- Cos'hai, cosa c'è, chi ti ha detto d'entrare? - chiese tutto tremante il padrone.
- Il cavallante porta da Portogruaro questa missiva pressantissima della Serenissima Signoria - rispose Fulgenzio.
- Eh via! affari per domattina! - disse il Venchieredo un po' impallidito, e movendo un passo oltre la soglia.
- Scusino le Loro Eccellenze; - rispose Fulgenzio - l'ordine è perentorio. Da leggersi subito!
- Ohimè sí... leggerò subito - soggiunse il Conte inforcando gli occhiali e disuggellando il piego. Ma non appena vi ebbe gettati sopra gli occhi, un brivido tale gli corse per la persona che dovette appoggiarsi alla porta per non perder le gambe. Allo stesso tempo anche il Venchieredo aveva squadrato all'ingrosso quella cartaccia, e ne avea odorato il contenuto.
- Veggo che per oggi non c'intenderemo, signor Conte! - diss'egli con la solita arroganza. - Si raccomandi alla protezione del Consiglio dei Dieci e di sant'Antonio! Io resto col piacere di averla riverita.
Cosí dicendo andò giù per la scala lasciando il giurisdicente di Fratta affatto fuori dei sensi.
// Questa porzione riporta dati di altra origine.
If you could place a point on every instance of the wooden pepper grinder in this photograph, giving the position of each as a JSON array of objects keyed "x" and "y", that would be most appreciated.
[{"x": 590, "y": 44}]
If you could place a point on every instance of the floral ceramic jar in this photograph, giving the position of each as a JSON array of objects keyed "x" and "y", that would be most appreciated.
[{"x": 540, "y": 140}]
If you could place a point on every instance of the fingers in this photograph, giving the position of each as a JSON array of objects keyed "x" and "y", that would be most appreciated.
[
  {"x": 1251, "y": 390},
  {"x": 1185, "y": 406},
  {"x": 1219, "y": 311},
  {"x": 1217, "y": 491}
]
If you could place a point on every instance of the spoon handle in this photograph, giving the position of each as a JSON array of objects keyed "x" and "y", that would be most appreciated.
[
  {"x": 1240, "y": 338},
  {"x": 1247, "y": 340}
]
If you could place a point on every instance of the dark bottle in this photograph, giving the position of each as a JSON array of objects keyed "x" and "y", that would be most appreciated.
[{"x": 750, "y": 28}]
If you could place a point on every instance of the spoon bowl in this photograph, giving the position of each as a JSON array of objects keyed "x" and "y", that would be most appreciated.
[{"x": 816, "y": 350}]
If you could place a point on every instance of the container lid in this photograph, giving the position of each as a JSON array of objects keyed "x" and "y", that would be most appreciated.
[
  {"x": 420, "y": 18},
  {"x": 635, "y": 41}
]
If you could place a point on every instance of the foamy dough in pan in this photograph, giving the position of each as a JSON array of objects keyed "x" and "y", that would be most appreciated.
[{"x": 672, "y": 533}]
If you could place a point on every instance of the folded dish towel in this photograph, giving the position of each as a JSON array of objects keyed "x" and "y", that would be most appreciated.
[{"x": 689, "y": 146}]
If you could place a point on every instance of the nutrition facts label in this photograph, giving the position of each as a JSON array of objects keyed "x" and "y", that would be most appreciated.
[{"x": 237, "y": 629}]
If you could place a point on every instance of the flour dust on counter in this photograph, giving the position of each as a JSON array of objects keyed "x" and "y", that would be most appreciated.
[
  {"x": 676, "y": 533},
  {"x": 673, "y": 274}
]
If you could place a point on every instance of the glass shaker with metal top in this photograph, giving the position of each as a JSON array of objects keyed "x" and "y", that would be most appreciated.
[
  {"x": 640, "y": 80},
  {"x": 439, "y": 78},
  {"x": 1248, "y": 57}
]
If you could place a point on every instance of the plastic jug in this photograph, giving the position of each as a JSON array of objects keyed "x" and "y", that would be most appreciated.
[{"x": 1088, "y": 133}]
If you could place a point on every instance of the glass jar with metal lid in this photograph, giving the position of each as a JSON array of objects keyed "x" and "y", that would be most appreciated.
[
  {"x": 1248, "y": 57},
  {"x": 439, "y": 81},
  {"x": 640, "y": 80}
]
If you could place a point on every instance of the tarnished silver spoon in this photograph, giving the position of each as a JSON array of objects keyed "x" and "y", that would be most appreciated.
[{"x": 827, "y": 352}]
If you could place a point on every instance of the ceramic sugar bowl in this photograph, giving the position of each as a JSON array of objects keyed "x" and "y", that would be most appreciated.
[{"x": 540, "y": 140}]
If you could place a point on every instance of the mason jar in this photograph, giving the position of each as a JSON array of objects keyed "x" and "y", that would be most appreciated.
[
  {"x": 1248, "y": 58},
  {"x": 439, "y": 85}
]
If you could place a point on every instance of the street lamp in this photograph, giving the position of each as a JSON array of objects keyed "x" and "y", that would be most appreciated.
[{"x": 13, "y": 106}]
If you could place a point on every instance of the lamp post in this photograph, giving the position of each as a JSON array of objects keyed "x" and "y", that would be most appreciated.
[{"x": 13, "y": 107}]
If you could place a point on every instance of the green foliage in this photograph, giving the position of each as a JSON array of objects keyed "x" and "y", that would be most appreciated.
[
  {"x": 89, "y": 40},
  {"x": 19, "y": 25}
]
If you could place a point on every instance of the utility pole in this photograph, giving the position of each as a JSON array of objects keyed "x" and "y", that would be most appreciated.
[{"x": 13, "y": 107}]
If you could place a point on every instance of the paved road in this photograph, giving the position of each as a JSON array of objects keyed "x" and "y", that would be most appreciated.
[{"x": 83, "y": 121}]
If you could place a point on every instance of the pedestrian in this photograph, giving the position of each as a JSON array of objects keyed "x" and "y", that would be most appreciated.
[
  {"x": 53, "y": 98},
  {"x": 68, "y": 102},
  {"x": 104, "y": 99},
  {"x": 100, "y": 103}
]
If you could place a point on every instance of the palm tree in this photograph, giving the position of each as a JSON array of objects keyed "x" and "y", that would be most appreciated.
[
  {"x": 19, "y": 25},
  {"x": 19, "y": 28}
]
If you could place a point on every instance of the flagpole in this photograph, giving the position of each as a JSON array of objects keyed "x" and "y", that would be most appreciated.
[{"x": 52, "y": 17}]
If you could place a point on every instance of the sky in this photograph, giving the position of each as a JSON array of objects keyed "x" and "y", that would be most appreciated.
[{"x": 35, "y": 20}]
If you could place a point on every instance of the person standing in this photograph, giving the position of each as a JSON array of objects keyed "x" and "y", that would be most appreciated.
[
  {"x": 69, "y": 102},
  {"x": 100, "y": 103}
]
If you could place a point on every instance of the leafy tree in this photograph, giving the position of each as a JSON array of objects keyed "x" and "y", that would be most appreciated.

- E cosí?... se n'è andato? - disse costui quando rinvenne dal suo smarrimento.
- Sí, Eccellenza! se n'è andato! - ripeté Fulgenzio.
- Guarda, guarda, cosa mi scrivono? - riprese egli porgendo il piego al sagrestano.
Costui lesse con nessuna sorpresa un mandato formale di arrestare il signor di Venchieredo ove se ne porgesse il destro senza pericolo di far baccano.
- Ora è partito, è proprio partito, e non è mia colpa se non posso farne il fermo - rispose il Conte.